La promenade des sexshops à Nice

« Les clients ont le choix : achat d’accessoires, de films, visionnage individuel ou collectif dans l’arrière-salle, séances différentes chaque jour... ». Claude est bien loin de la caricature traditionnelle du vendeur de sexshop. Il travaille depuis dix ans chez Cho, rue Gioffredo, et pour lui, « ça ou épicier, c’était pareil ». D’ailleurs, pas question de se cacher. « Mes enfants ne sont pas choqués que je travaille ici. J’ai même des petits enfants, et je compte bien leur dire dans quelques années » confie le grand-père, assis au milieu d’innombrables posters pornographiques. Pour Claude, les sexshops ne sont « pas tous des endroits lugubres ». « Ici, il y a une bonne ambiance, beaucoup d’habitués. Bien sûr dans les cabines, il peut tout se passer. Mais c’est entre adultes consentants et donc il n’y a pas de contrôle de ma part ». S’excusant pour conseiller un client sur l’achat d’un volumineux objet massant en latex, Claude nous indique non sans humour : « Faîtes un tour ailleurs. C’est pas toujours tout rose ! ».

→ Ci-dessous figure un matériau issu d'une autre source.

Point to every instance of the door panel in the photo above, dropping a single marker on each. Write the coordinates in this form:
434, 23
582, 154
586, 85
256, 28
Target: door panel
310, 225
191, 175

« Ici, c’est pas le sexshop gentil »

Façade racoleuse, néons roses, nom provocateur. Quand on pénètre dans un sexshop, c’est rarement par erreur ou par inattention. Cette mise en scène, censée aguicher les clients potentiels, en effraie pourtant beaucoup. Certains établissements laissent une impression malsaine, celle-là même qui crée ces préjugés gênants pour la profession : « Ici, c’est pas le sexshop gentil. C’est du pur et dur, du super gore, alors pas de reportage. Et ne vous avisez pas de donner le nom du sexshop ! » assène un vendeur peu soucieux de l’image de son commerce. La vocation officielle des sexshops est pourtant noble : « vendre du plaisir ».
Alors les sexshops, un « commerce de proximité » comme les autres ? La clientèle y est variée et fidèle mais toujours anonyme. « Parfois, je suis surpris quand je vois rentrer des jeunes hommes élégants, qui vont dans les cabines où il y a des personnes qui pourraient être leurs parents. Par contre, en 10 ans, je n’ai vu que deux femmes entrer seules » confie Yann, vendeur à Center Sex, en face de la Gare de Nice.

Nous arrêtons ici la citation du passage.